WVU Medicine Camden Clark Luncheon Focuses on ‘Art of the Heart’ |  News, Sports, Jobs

WVU Medicine Camden Clark Luncheon Focuses on ‘Art of the Heart’ | News, Sports, Jobs

WVU Medicine Camden Clark Luncheon Focuses on ‘Art of the Heart’ |  News, Sports, Jobs

WVU Camden Clark Chief of Medicine Sharileda Vance delivers a speech on heart health during the WVU Medicine Camden Clark Foundation Women’s Heart Luncheon. (Photo by Michelle Dillon)

PARKERSBURG – A sea of ​​red can be seen at the Parkersburg Art Center on Friday.

A group of women and a few men gathered to talk about women and heart health at the WVU Medicine Camden Clark Foundation’s Women’s Heart Luncheon Friday in honor of National Heart Month.

The theme of the event was “The Art of the Heart”. Almost everyone in attendance was dressed in red in honor of the event.

When attendees entered, they could take an art walk, where they could view tables full of products made by local artisans. During the event, there was also a raffle, where people could win small Christmas trees with hearts that were used as centerpieces for the tables. They can also win a Kate Spade bag, red, of course.

WVU Chief of Medicine Camden Clark Sharileda Vance gave a heart health talk about mind, body and spirit during the luncheon.

Cardiologist Dr. Gregory Gnegy delivers a talk about the heart during the WVU Medicine Camden Clark Foundation Women’s Heart Luncheon on Friday. (Photo by Michelle Dillon)

Dr. Gregory Gnegy, a cardiologist at Parkersburg Cardiology Associates, gave a talk about women and heart disease and how heart attacks present in women.

“Heart disease is the leading cause of death in the United States. It is the main killer of women. In 2020, 350,000 women died from heart disease. One in five deaths among women was heart disease. Gnegy said.

He said that women often have different symptoms of a heart attack than men, and that in women up to 25% of the time there are no symptoms of a heart attack. These symptoms include arm/shoulder pain, nausea, indigestion, shortness of breath and palpitations.

Gnegy emphasized during his speech that because of the differences in heart attack in women and that it is the leading killer of women, if a woman thinks something is wrong, she should go to her doctor and be persistent in getting treatment.

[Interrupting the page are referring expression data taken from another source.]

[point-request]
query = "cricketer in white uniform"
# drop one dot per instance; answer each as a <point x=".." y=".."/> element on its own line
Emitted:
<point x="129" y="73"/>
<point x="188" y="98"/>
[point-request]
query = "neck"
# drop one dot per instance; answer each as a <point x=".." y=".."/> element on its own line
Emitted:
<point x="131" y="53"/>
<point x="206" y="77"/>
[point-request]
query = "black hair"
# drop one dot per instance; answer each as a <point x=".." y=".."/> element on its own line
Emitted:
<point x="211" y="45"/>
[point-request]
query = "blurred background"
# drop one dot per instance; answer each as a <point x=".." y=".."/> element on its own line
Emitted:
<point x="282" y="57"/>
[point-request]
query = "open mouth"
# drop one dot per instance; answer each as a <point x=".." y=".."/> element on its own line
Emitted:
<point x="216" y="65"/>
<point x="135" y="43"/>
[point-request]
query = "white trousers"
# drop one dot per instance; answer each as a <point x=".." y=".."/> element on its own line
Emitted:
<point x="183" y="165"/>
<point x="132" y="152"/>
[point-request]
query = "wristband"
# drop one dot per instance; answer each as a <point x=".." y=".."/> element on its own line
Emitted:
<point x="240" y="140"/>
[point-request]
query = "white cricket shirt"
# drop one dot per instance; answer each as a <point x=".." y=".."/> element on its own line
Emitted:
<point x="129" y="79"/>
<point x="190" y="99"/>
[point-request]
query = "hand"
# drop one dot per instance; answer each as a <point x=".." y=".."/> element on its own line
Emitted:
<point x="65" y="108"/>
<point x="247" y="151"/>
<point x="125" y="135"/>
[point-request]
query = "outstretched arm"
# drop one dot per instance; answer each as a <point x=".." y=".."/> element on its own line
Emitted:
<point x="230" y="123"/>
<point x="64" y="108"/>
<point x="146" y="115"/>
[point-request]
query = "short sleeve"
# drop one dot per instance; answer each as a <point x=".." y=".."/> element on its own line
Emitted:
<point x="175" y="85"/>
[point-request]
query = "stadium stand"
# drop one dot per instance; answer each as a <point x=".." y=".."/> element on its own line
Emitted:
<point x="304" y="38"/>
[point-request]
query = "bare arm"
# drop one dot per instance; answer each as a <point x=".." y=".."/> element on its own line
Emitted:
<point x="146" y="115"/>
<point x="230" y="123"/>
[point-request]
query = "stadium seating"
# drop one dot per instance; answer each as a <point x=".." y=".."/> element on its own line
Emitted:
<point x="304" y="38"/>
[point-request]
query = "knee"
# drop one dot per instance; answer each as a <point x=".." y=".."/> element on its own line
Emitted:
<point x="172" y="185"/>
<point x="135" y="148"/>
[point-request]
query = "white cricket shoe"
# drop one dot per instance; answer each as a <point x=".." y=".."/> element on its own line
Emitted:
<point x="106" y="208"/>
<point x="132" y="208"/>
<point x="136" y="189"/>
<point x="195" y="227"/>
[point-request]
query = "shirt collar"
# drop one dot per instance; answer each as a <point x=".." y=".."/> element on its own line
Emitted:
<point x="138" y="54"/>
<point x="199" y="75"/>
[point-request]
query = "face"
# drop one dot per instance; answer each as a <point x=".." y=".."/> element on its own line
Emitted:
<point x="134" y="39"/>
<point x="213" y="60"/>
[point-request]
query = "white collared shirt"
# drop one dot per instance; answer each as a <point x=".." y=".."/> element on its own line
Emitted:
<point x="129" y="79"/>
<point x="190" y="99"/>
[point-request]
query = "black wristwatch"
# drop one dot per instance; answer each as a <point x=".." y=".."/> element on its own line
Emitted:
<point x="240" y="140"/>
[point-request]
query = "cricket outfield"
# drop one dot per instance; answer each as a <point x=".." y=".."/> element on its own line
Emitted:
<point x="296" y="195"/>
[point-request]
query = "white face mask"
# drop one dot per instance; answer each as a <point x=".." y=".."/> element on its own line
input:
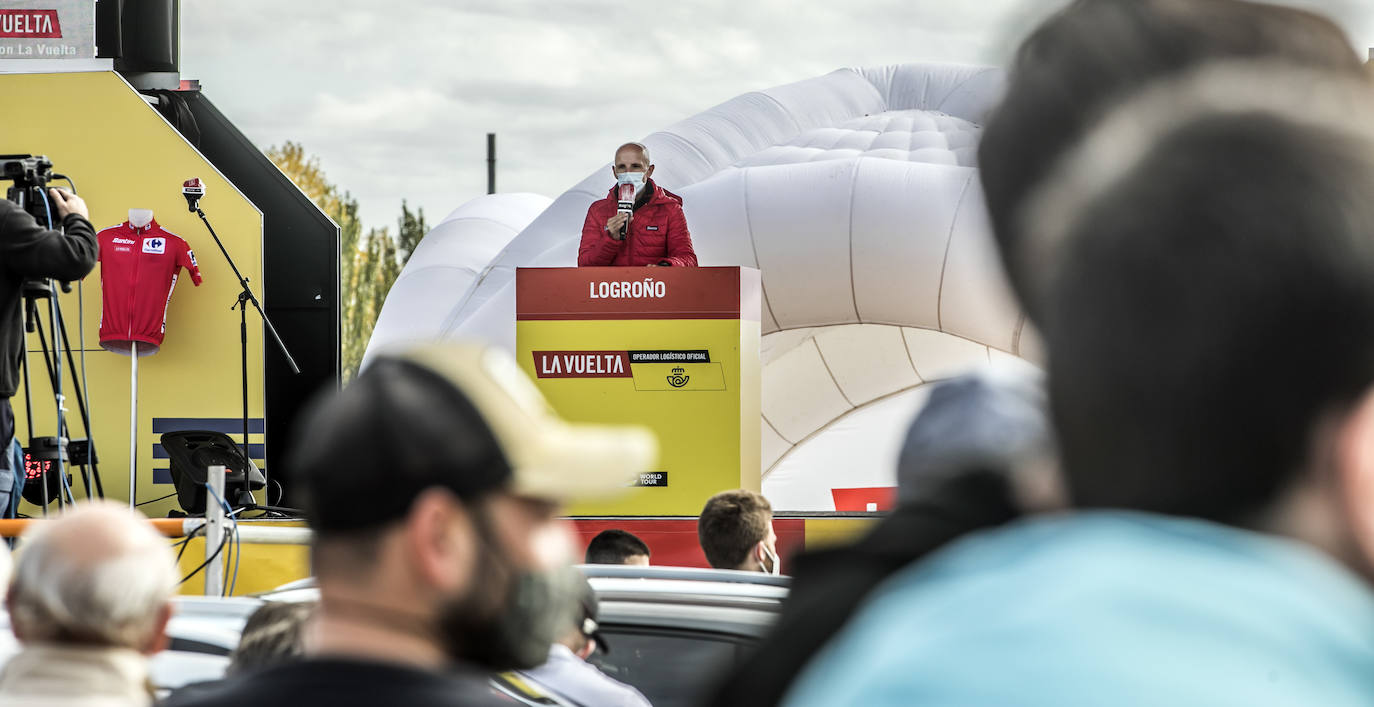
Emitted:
<point x="774" y="566"/>
<point x="631" y="177"/>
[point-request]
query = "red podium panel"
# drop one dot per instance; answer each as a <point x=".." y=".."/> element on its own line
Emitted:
<point x="673" y="349"/>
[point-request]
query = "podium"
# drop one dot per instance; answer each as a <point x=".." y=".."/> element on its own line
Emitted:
<point x="673" y="349"/>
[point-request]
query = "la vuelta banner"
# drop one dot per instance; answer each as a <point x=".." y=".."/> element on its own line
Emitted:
<point x="673" y="349"/>
<point x="47" y="29"/>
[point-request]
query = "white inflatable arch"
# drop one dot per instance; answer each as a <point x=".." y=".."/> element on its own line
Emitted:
<point x="856" y="196"/>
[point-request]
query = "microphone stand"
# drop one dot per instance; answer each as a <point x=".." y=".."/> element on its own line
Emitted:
<point x="243" y="301"/>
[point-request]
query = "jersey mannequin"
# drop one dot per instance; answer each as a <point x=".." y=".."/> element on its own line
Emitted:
<point x="140" y="217"/>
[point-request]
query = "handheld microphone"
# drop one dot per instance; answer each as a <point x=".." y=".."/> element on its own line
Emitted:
<point x="625" y="203"/>
<point x="193" y="190"/>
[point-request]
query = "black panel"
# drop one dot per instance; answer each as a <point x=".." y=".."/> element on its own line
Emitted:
<point x="301" y="272"/>
<point x="140" y="35"/>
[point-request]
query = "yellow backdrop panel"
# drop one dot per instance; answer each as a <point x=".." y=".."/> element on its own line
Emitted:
<point x="122" y="155"/>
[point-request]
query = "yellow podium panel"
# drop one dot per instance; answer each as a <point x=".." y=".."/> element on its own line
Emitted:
<point x="673" y="349"/>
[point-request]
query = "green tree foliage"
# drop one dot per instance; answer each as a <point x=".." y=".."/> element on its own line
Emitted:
<point x="368" y="265"/>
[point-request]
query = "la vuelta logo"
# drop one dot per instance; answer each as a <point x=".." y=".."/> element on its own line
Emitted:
<point x="30" y="24"/>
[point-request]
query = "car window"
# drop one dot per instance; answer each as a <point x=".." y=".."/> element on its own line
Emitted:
<point x="668" y="665"/>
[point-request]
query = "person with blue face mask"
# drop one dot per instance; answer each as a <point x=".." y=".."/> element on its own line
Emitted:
<point x="638" y="223"/>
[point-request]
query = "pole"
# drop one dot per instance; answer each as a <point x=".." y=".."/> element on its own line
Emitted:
<point x="246" y="297"/>
<point x="491" y="162"/>
<point x="61" y="400"/>
<point x="215" y="533"/>
<point x="243" y="367"/>
<point x="133" y="423"/>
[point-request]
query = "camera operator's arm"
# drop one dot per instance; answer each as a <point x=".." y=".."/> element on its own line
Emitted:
<point x="33" y="251"/>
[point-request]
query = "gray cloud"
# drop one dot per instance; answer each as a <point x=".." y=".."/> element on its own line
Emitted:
<point x="396" y="98"/>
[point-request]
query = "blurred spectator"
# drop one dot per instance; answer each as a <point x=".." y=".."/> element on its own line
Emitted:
<point x="980" y="437"/>
<point x="735" y="531"/>
<point x="568" y="676"/>
<point x="451" y="569"/>
<point x="617" y="547"/>
<point x="1211" y="232"/>
<point x="1095" y="52"/>
<point x="89" y="601"/>
<point x="274" y="634"/>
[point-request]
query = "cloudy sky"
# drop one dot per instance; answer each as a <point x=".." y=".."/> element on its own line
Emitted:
<point x="396" y="98"/>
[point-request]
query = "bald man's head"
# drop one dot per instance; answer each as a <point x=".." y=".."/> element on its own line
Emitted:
<point x="632" y="157"/>
<point x="98" y="575"/>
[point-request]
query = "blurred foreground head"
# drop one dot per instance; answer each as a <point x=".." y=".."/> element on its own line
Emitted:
<point x="1094" y="54"/>
<point x="735" y="531"/>
<point x="433" y="483"/>
<point x="96" y="577"/>
<point x="1205" y="267"/>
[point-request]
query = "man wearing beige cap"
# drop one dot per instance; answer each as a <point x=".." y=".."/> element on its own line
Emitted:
<point x="433" y="483"/>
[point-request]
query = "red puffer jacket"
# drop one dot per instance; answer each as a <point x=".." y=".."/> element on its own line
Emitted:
<point x="657" y="234"/>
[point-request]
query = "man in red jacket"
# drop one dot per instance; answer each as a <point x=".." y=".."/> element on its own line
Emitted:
<point x="653" y="234"/>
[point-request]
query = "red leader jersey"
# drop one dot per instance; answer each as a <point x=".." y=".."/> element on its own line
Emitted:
<point x="138" y="273"/>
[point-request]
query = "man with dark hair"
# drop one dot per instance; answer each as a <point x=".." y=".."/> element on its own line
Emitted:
<point x="617" y="547"/>
<point x="30" y="251"/>
<point x="433" y="486"/>
<point x="1209" y="235"/>
<point x="274" y="634"/>
<point x="568" y="676"/>
<point x="735" y="531"/>
<point x="1093" y="54"/>
<point x="647" y="227"/>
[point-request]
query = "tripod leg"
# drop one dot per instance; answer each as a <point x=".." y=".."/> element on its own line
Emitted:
<point x="88" y="467"/>
<point x="133" y="423"/>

“The presentation (of a heart attack in women) can be very different, so listen to your body, listen to your symptoms, talk, talk.” Vance said.

Cardiac patient Candace Jones tells the story of her heart attack and the care she received at WVU Medicine Camden Clark Hospital during the WVU Medicine Camden Clark Foundation Women’s Heart Luncheon on Friday. (Photo by Michelle Dillon)

Gnegy emphasized that if you are a woman and think something is wrong, be persistent with your doctor.

Candace Jones, a patient of Gnegy’s, spoke at the Heart Luncheon about how she had a heart attack.

Jones said she is 74 years old and an active individual. She rides a bike. She was on a bike ride in May 2023 when she felt a tightness in her throat. She didn’t feel an elephant sitting on her chest like some people describe a heart attack. She felt so out and about that night and the next day, but put off seeing her doctor until October. Her doctor referred her to Gnegy and it was discovered that she had a heart attack during that bike ride and that she had a triple blockage in her heart.

Jones said many times women are the first to encourage friends and family to get a health issue checked out, but when it comes to themselves, they put it off.

“Do what you do for your family and friends,” Jones said. “Do it for you. Listen to your body. Know your numbers. Pay attention to the things that are happening.”

Cardiologist Dr. Gregory Gnegy delivers a talk about the heart during the WVU Medicine Camden Clark Foundation Women’s Heart Luncheon on Friday. (Photo by Michelle Dillon)

Vance spoke at the Heart Luncheon about the connection between the brain and the heart and how people’s emotions and mental focus affect their heart health. She said stress can raise a person’s heart rate and blood pressure, extreme emotions can trigger a heart attack, and depression and deep grief can lead to heart failure.

Because of this, people need to manage their mental and emotional energy through strategies such as naming emotions, practicing mindfulness, breathing exercises, meditation, being present in the moment, and laughing.

“Aligning energy management in all energy positions to care for your figurative and anatomical heart leads to living your best and becoming or being your best self.” Vance said. “Maximizing the health of your anatomical heart leads to maximizing your figurative heart in all directions.”